The Mt. Pisgah area has been a popular resort area for a number of years. The first Pisgah Inn opened about 1918. This rustic old Inn was a welcome journey’s end for thousands of travelers escaping from the heat of the lowlands in the summer. Development of the modern Pisgah Inn began in the early 1960s. The original Inn was disassembled in 1990 due to safety concerns.
Most of the Blue Ridge Parkway in this area was built across land transferred from the U.S. Forest Service. The exception was the 471 acres (1.9 km²) around Buck Springs Lodge. The State of North Carolina purchased the land and the lodge in 1959 and transferred the land to the United States for the construction of the Blue Ridge Parkway. The Blue Ridge Parkway through the Mt. Pisgah area was opened for travel in the mid-1960s. The present Pisgah Inn was built in 1964.
From 1964 until 1978, the Inn was owned by Aaron Prevost. Under his able ownership, a series of different managers directed operations. In 1977, the manager, Mr. Wright, passed away leaving open the position of Manager. In 1978, the O’Connell family came on board. Tom and Phyllis were retired hotel operators. Bruce, their son, had just graduated from the Cornell Hotel School. Together, they took the helm with Bruce running the food operation and Tom running the hotel division. Phyllis was the anchor that held the whole place together. Tom passed away in 1985 leaving Bruce and Phyllis to manage the Inn. Today, Bruce O’Connell runs the Inn with the help of his mother.
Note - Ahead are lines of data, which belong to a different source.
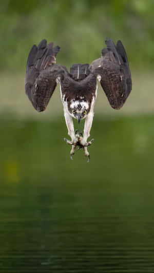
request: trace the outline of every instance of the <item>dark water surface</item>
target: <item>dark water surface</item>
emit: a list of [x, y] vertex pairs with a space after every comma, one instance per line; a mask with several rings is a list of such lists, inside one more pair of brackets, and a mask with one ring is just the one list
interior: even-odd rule
[[87, 164], [63, 119], [2, 117], [0, 271], [153, 272], [153, 125], [94, 120]]

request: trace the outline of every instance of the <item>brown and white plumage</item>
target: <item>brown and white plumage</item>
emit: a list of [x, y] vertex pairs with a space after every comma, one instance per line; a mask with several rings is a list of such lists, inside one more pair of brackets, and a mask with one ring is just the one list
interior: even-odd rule
[[[116, 46], [107, 39], [107, 48], [102, 50], [101, 58], [88, 64], [73, 65], [70, 73], [66, 67], [56, 64], [55, 56], [60, 47], [43, 40], [38, 47], [33, 46], [27, 64], [25, 90], [34, 108], [45, 110], [57, 84], [60, 83], [64, 116], [72, 145], [71, 157], [76, 145], [82, 148], [89, 157], [87, 142], [90, 135], [93, 108], [97, 95], [97, 79], [104, 91], [111, 106], [120, 109], [132, 88], [128, 61], [124, 48], [119, 40]], [[84, 135], [75, 134], [72, 117], [85, 118]]]

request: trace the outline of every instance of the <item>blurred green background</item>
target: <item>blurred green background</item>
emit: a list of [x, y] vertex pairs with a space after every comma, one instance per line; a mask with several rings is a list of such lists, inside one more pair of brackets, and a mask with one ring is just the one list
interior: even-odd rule
[[[0, 4], [0, 271], [153, 272], [154, 2], [6, 0]], [[59, 87], [37, 113], [24, 89], [41, 39], [69, 67], [120, 39], [132, 91], [120, 111], [99, 87], [86, 163], [69, 158]], [[75, 128], [83, 130], [75, 121]]]

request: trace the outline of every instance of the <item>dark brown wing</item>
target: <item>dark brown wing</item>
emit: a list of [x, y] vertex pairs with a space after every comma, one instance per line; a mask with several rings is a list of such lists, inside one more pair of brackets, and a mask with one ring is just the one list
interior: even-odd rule
[[118, 41], [116, 47], [112, 40], [107, 39], [106, 44], [102, 58], [93, 61], [89, 69], [100, 80], [111, 106], [120, 109], [131, 90], [131, 73], [122, 43]]
[[25, 79], [26, 93], [34, 108], [38, 112], [45, 110], [65, 69], [55, 65], [55, 56], [60, 50], [53, 43], [47, 45], [45, 39], [32, 48], [27, 60]]

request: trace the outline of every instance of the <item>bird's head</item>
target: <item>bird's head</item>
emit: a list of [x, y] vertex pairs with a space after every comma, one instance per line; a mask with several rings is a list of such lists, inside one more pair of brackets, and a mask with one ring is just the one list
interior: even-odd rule
[[89, 103], [85, 100], [71, 100], [69, 111], [72, 117], [76, 118], [79, 123], [81, 119], [85, 118], [89, 111]]

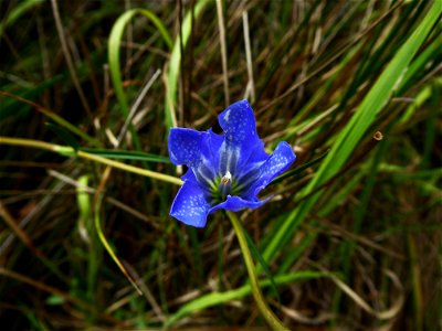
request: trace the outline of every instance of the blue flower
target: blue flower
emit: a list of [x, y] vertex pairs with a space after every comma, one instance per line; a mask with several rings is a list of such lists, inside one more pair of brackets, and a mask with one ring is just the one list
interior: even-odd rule
[[208, 214], [220, 209], [238, 212], [263, 205], [269, 199], [256, 194], [296, 159], [285, 141], [271, 156], [264, 151], [248, 100], [230, 105], [218, 119], [223, 135], [170, 129], [170, 160], [189, 167], [170, 215], [196, 227], [203, 227]]

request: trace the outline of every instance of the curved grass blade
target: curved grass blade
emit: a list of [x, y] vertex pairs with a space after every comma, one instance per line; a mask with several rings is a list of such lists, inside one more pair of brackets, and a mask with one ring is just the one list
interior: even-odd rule
[[[109, 62], [109, 71], [112, 82], [114, 84], [115, 95], [118, 99], [119, 107], [122, 108], [123, 116], [127, 118], [129, 115], [129, 105], [127, 103], [126, 94], [123, 89], [123, 78], [122, 78], [122, 70], [119, 67], [119, 51], [122, 45], [123, 32], [127, 25], [127, 23], [137, 14], [141, 14], [150, 20], [154, 25], [158, 29], [166, 44], [171, 49], [172, 40], [167, 32], [165, 25], [161, 20], [156, 17], [151, 11], [146, 9], [130, 9], [123, 13], [115, 22], [112, 28], [109, 40], [108, 40], [108, 62]], [[129, 130], [133, 134], [134, 142], [138, 147], [137, 136], [134, 132], [134, 128], [129, 125]]]
[[267, 188], [269, 188], [270, 185], [272, 185], [272, 184], [275, 184], [275, 183], [281, 182], [282, 180], [285, 180], [286, 178], [290, 178], [290, 177], [299, 174], [299, 173], [303, 172], [305, 169], [308, 169], [308, 168], [311, 168], [313, 164], [316, 164], [317, 162], [319, 162], [320, 160], [323, 160], [323, 159], [328, 154], [329, 151], [330, 151], [330, 150], [327, 150], [325, 153], [323, 153], [323, 154], [319, 156], [318, 158], [316, 158], [316, 159], [314, 159], [314, 160], [312, 160], [312, 161], [309, 161], [309, 162], [307, 162], [307, 163], [304, 163], [303, 166], [297, 167], [296, 169], [293, 169], [293, 170], [291, 170], [291, 171], [287, 171], [286, 173], [284, 173], [284, 174], [282, 174], [282, 175], [275, 178], [275, 179], [267, 185]]
[[[320, 186], [343, 168], [344, 163], [357, 147], [359, 140], [366, 134], [369, 126], [375, 121], [376, 116], [390, 99], [396, 85], [410, 65], [414, 54], [423, 44], [440, 14], [440, 1], [434, 1], [421, 23], [411, 33], [406, 43], [387, 65], [378, 81], [362, 99], [358, 110], [337, 137], [336, 142], [332, 147], [330, 152], [322, 163], [316, 175], [303, 190], [304, 194], [309, 194], [316, 190], [316, 188]], [[272, 259], [277, 252], [287, 244], [297, 226], [303, 222], [309, 210], [319, 199], [319, 195], [320, 192], [313, 194], [309, 199], [303, 201], [297, 209], [288, 215], [287, 220], [278, 228], [275, 236], [264, 250], [263, 256], [266, 260]]]
[[148, 161], [158, 163], [170, 163], [169, 158], [139, 151], [109, 150], [109, 149], [97, 149], [97, 148], [80, 148], [80, 150], [106, 159], [138, 160], [138, 161]]
[[[199, 17], [199, 14], [201, 13], [202, 9], [207, 3], [209, 3], [208, 0], [198, 1], [198, 3], [194, 6], [194, 12], [193, 12], [194, 19]], [[191, 31], [192, 31], [192, 13], [189, 12], [182, 22], [182, 47], [186, 47]], [[178, 76], [181, 63], [180, 44], [181, 41], [178, 35], [173, 44], [172, 53], [170, 55], [169, 72], [166, 77], [165, 109], [166, 109], [167, 128], [177, 126], [177, 119], [175, 116], [175, 106], [177, 104]]]
[[[305, 270], [305, 271], [298, 271], [298, 273], [293, 273], [293, 274], [280, 275], [280, 276], [276, 276], [274, 280], [275, 280], [275, 284], [277, 284], [277, 285], [284, 285], [284, 284], [293, 282], [293, 281], [317, 279], [317, 278], [325, 278], [325, 277], [333, 277], [333, 275], [330, 273]], [[260, 281], [261, 288], [269, 287], [270, 285], [271, 285], [270, 280]], [[251, 288], [250, 284], [246, 284], [240, 288], [229, 290], [225, 292], [211, 292], [206, 296], [201, 296], [201, 297], [181, 306], [181, 308], [168, 319], [165, 327], [168, 328], [168, 327], [173, 325], [177, 321], [179, 321], [183, 317], [186, 317], [194, 311], [202, 310], [202, 309], [213, 307], [217, 305], [221, 305], [224, 302], [229, 302], [232, 300], [238, 300], [238, 299], [244, 298], [246, 296], [250, 296], [251, 292], [252, 292], [252, 288]]]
Mt. Pisgah: Landscape and History
Called Elseetoss by the nearby Cherokee tribe, Mount Pisgah gained the current name from the early European settlers. The name comes from the mountain Moses ascended in the Bible. In 1897, George Washington Vanderbilt purchased land that included Mt. Pisgah from Thomas Clingman for his growing estate, but Vanderbilt’s widow gave the land to the Forest Service upon his death two decades later. From certain viewpoints, two smaller peaks appear to be climbing Mt. Pisgah. The peaks resembled the shape of a rat, so this scenic landscape view received the name Mount Pisgah and the Rat. Some postcards from the early 1900s featured Mount Pisgah and the Rat on the front.